The IP Proxy Dataset provides structured intelligence on IP addresses associated with residential proxy infrastructure and anonymization services. It is designed to support fraud detection, traffic classification, and risk assessment workflows by allowing organizations to identify IPs that belong to residential proxy networks often used to mask automated or abusive activity.

Unlike real-time API calls, the dataset delivers enriched proxy classification signals in bulk via CSV format, enabling offline processing, internal scoring models, and large-scale traffic analysis.
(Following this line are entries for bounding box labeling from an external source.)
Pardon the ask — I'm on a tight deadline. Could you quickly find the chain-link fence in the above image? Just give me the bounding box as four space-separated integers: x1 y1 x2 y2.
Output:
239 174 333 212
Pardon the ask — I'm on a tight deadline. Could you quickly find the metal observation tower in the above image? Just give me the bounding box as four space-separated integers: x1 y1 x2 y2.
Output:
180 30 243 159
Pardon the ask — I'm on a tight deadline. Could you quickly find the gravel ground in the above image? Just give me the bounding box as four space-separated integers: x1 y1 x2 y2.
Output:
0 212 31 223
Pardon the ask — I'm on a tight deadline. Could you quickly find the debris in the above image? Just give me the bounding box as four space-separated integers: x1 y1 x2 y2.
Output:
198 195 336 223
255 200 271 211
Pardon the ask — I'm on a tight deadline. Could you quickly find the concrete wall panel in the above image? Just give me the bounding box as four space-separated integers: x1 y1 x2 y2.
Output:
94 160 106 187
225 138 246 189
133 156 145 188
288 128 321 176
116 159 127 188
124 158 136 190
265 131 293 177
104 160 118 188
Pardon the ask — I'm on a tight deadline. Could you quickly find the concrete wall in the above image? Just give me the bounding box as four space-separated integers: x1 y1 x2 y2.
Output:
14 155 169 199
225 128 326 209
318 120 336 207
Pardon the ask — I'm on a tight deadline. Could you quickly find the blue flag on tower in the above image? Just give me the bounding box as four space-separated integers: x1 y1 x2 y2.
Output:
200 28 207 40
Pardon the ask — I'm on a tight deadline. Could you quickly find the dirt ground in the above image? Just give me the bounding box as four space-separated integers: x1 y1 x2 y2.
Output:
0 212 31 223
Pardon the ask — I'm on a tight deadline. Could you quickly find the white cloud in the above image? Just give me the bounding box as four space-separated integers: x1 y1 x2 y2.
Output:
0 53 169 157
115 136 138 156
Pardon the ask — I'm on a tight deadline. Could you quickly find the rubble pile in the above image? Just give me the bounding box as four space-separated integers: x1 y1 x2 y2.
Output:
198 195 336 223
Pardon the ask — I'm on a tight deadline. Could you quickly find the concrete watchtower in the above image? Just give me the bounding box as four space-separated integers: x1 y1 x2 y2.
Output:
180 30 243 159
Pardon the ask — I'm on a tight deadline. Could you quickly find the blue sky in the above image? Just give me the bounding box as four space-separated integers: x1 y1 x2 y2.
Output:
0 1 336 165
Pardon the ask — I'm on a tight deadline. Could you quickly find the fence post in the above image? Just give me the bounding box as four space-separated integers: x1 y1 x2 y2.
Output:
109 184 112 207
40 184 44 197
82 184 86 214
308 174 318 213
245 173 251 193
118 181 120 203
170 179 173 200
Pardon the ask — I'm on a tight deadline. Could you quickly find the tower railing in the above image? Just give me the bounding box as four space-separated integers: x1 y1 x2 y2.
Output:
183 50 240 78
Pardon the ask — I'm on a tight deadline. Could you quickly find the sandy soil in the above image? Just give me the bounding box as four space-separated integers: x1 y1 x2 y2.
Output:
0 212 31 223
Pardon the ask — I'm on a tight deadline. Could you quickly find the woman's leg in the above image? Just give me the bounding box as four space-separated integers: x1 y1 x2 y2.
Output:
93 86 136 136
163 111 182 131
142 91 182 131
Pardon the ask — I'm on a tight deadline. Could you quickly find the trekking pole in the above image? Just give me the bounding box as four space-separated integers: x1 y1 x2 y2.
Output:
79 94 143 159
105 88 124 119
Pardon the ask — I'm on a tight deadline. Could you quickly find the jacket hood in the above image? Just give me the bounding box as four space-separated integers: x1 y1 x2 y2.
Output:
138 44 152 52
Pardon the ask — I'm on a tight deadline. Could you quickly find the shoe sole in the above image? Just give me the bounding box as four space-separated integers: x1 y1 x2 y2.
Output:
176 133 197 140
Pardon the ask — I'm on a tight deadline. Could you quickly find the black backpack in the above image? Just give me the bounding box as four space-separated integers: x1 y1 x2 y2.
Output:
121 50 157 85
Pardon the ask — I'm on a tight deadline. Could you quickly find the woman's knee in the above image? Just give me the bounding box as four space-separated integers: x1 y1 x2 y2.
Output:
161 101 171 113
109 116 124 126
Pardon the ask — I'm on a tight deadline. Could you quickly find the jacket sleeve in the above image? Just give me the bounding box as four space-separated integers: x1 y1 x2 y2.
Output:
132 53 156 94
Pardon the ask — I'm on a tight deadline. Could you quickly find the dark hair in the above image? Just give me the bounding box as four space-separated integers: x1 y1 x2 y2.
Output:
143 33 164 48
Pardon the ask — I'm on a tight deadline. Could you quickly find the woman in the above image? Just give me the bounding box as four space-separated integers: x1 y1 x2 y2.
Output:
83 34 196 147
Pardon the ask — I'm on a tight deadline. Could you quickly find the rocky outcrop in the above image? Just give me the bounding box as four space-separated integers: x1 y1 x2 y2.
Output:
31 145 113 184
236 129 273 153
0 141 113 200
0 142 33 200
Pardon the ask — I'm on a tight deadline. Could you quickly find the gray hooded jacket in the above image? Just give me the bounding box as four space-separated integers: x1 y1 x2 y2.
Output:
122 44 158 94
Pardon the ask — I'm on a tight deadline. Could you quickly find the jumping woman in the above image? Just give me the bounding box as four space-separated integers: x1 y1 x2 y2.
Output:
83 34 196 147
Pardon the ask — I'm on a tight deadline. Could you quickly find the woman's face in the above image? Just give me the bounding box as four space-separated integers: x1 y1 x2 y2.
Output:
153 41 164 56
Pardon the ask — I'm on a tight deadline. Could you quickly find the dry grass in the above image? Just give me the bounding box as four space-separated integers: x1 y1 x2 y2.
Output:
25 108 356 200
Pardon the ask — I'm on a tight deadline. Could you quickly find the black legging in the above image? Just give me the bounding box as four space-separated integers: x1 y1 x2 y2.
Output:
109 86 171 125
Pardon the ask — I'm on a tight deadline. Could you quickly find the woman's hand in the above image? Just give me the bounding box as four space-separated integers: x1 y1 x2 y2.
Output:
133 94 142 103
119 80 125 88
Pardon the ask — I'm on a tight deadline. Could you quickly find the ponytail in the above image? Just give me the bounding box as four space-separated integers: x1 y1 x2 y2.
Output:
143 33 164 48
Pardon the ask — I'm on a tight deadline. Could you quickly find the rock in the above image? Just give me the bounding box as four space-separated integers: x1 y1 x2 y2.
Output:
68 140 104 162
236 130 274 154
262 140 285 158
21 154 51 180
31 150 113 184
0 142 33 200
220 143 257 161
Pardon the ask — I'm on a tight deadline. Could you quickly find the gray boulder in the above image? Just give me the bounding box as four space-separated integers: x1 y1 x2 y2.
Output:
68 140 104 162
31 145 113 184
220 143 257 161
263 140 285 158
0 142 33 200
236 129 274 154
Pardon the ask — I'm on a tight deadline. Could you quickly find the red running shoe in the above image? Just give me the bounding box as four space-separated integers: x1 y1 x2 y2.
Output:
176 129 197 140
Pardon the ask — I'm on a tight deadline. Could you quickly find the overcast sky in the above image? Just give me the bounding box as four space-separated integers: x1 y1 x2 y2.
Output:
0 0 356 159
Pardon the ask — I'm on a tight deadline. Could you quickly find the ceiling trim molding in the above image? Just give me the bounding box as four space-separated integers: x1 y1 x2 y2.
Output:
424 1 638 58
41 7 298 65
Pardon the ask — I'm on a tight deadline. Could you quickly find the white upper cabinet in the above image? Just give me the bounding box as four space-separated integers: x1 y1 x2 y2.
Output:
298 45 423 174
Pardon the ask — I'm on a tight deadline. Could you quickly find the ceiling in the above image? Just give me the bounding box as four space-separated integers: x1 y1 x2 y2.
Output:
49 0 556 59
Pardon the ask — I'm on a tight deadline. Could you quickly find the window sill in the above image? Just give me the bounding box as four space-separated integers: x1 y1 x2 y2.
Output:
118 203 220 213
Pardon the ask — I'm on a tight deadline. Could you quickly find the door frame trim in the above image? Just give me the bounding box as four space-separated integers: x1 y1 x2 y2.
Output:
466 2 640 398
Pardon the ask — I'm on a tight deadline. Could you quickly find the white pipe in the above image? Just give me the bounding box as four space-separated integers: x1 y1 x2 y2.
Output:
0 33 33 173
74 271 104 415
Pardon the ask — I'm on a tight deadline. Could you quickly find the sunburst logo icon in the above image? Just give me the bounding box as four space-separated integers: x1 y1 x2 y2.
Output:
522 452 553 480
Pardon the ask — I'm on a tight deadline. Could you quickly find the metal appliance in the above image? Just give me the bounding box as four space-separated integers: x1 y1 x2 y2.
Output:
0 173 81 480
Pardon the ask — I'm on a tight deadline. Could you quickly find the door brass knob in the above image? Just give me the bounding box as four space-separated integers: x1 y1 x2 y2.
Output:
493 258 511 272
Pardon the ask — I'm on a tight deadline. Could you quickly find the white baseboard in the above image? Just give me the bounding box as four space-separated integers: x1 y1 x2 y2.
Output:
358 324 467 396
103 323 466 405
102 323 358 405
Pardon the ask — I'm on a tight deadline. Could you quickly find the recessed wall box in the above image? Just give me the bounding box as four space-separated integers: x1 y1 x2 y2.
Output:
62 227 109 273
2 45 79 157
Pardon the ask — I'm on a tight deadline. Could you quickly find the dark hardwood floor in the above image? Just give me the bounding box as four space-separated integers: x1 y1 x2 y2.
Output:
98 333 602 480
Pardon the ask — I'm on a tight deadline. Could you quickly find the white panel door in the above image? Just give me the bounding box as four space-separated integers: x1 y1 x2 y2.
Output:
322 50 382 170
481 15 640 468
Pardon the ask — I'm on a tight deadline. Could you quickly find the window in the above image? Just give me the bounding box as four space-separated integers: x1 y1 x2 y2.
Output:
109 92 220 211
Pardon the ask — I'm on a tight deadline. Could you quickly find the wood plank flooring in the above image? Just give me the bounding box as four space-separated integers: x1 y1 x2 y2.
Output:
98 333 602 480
This dataset would be provided on a license basis and updated periodically (typically monthly), similar to other Trustfull datasets.

Dataset Structure

The dataset may contain the following fields:

ip: The IP address in IPv4 or IPv6 format
is_valid_format: Boolean indicating whether the IP is structurally valid
is_proxy: Boolean indicating proxy detection
is_vpn: Boolean indicating VPN detection
is_tor: Boolean indicating Tor node detection
proxy_type: Classification of proxy infrastructure (e.g., residential, datacenter)
updated_at: Timestamp of the last update (YYYY-MM-DD)

Note: The exact schema may vary depending on licensing scope and customization.

Example Data

ip,is_valid_format,is_proxy,is_vpn,is_tor,is_relay,proxy_type,updated_at
192.168.9.10,true,true,true,false,false,residential,2025-03-01
45.12.87.190,true,true,false,false,false,datacenter,2025-03-01
185.220.101.45,true,true,false,true,false,residential,2025-03-01
8.8.8.8,true,false,false,false,false,,2025-03-01

Suggested SQL Schema

Table: `ip_data`

CREATE TABLE ip_data (
    ip INET PRIMARY KEY,
    is_valid_format BOOLEAN NOT NULL,
    is_proxy BOOLEAN,
    is_vpn BOOLEAN,
    is_tor BOOLEAN,
    is_relay BOOLEAN,
    proxy_type VARCHAR(50),
    updated_at DATE NOT NULL
);

Importing into PostgreSQL

COPY ip_data(ip, is_valid_format, is_proxy, is_vpn, is_tor, is_relay, proxy_type, updated_at)
FROM '/path/to/ip_dataset.csv'
DELIMITER ','
CSV HEADER;

Use Cases

The IP Dataset can support:

IP proxy detection at scale
Traffic segmentation (residential vs datacenter infrastructure)
Fraud rule pre-screening before real-time API calls
Historical backtesting of proxy-related risk
Internal model training and ML feature enrichment

Because residential proxy traffic originates from legitimate ISP ranges, it is harder to detect through simple IP reputation checks. Having offline classification enables more precise infrastructure-level filtering and behavioral correlation.